I'm not sure if distance to the wall is more important than driver spacing, and with my wall shape one of them has to give. However, the one with 2 drivers per wall seems to fit all the rules despite the slant ceiling.
Please don't advise the one with 14 drivers per wall.
I only did that because I like playing with CAD, although it would be fun to hear it.
I think the CABS concept of wall reflections is key to making compromises like this work, but I'm still trying to wrap my head around that. The reflection idea suggests that there will be sound bouncing back and forth across the side walls and floor/ceiling while traveling toward the rear, but I'm not sure why that is significant.
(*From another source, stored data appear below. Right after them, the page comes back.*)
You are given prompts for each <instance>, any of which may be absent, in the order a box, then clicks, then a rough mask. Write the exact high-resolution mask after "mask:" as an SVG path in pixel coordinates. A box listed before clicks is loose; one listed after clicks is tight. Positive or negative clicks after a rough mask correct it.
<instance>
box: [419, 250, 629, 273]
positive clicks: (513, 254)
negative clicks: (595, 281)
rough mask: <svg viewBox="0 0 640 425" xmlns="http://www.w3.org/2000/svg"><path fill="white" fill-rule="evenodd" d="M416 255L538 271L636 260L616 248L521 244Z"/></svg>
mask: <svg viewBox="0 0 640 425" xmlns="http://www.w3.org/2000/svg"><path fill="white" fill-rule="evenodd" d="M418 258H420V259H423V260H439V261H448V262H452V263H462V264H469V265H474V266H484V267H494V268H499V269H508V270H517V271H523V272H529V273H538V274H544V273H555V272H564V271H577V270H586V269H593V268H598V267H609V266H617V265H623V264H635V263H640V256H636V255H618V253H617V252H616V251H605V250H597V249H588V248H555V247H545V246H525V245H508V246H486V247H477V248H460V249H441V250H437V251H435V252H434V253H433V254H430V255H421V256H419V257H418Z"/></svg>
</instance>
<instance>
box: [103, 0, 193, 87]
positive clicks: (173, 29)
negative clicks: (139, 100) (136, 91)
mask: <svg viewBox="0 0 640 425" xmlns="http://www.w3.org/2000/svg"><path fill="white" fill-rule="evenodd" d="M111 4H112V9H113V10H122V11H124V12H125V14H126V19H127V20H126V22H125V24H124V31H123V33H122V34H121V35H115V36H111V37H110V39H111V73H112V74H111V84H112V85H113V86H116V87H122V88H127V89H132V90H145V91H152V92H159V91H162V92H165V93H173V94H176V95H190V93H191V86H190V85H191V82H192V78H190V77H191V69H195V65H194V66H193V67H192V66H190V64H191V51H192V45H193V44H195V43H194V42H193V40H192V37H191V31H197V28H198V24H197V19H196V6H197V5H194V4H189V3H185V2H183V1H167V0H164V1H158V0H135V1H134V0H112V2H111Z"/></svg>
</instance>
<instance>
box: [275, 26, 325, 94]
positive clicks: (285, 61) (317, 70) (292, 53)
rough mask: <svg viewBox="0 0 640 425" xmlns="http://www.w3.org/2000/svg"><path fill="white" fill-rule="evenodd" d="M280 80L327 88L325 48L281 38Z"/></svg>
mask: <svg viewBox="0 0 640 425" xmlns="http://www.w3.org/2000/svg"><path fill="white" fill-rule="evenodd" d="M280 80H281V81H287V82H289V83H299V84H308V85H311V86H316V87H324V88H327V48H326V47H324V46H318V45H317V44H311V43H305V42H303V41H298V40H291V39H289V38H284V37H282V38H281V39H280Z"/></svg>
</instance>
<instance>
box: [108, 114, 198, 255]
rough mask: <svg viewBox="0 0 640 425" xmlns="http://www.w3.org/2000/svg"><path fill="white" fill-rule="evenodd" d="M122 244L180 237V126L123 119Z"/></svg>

It seems to me that the only thing that matters is having the radius of individual wavefronts large enough to they are flat enough to merge into one relatively flat wave. So that the bumpiness of the wave front due to multiple drivers is of small enough deviation to be small error during the cancellation. Due to wall reflections and arbitrary room length the phase bumps in the wavefront will not stay in the same location relative to the pitching and catching walls throughout the trip. So the wave has to be flat enough to allow the dips to migrate randomly across the planar wave and still be flat enough to be cancelled with decent efficiency. Make sense to you?
So then what happens if there is only one driver in the center of each wall? How do you calculate Fc? Would CABS even work? The wavefront will be hemispherical coming from one driver, so to flatten it sufficiently to be cancellable at the rear the 1/2 wavelength should be largest wall dimension? In my case Fc = 49Hz. But my fundamental room modes are 36, 49, 70. So CABS with Fc = 49Hz can't prevent the floor ceiling mode at 70Hz. So I need at least 2 drivers per wall.
Considering the small window in the center of the front wall and the need for a entry door on the rear wall, (and my driver and amp budget) I think my best option is 2 drivers per wall.